A week before Paul died, I went on holiday. I deliberated phoning him. I knew he was in a terrible state. The hour-long, rambling phone calls. The desperation in his cracking voice, his throat raw from neat vodka. Every time I said goodbye I wondered if I’d ever see him for one last hug. A farewell kiss. One last listen to Half Man Half Biscuit.
What could I do? Cancel my holiday and fly to his side just in case? One final effort to make him give up the ghost that haunted him, the ghost of obliteration?
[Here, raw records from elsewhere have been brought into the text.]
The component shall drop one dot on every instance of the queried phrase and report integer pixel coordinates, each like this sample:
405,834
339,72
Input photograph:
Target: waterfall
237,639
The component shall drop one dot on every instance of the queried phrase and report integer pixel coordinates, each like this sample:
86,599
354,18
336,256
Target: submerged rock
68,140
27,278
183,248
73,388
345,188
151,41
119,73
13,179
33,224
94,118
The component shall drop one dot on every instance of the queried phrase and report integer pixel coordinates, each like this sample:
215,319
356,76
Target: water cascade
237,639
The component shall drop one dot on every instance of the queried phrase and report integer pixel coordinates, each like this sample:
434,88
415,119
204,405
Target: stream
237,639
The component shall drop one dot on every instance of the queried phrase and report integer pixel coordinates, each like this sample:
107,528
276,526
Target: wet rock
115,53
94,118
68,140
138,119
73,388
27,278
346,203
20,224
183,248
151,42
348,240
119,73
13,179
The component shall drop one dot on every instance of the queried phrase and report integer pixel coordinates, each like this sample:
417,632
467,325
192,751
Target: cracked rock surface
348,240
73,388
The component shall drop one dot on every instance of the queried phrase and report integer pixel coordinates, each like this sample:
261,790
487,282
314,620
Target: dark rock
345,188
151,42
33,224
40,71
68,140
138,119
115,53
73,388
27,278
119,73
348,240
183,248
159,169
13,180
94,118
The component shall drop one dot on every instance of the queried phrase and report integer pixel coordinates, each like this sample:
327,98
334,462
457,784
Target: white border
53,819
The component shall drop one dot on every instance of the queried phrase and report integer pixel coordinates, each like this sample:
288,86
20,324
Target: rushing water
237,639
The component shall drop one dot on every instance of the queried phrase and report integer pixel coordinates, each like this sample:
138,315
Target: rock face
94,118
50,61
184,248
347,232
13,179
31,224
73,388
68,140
When they found your body / Giant X's on your eyes
A week later I was in the pub. A week and a day later the phone call from my Mum, “He’s gone. He’s gone.” I realised I had said my final goodbye, two weeks before, the last time we spoke on the phone. He died, and a bit of me died too. And it still dies again and again, every time I realise I will never get to see him that one last time.
We only said goodbye with words / I died a 100 times
Paul Christopher Maddocks, 26th January 1969 - 19th April 2007
Rest in peace, Paul. You're still alive in your son Billy, and when I meet him, I'll share with him everything you shared with me.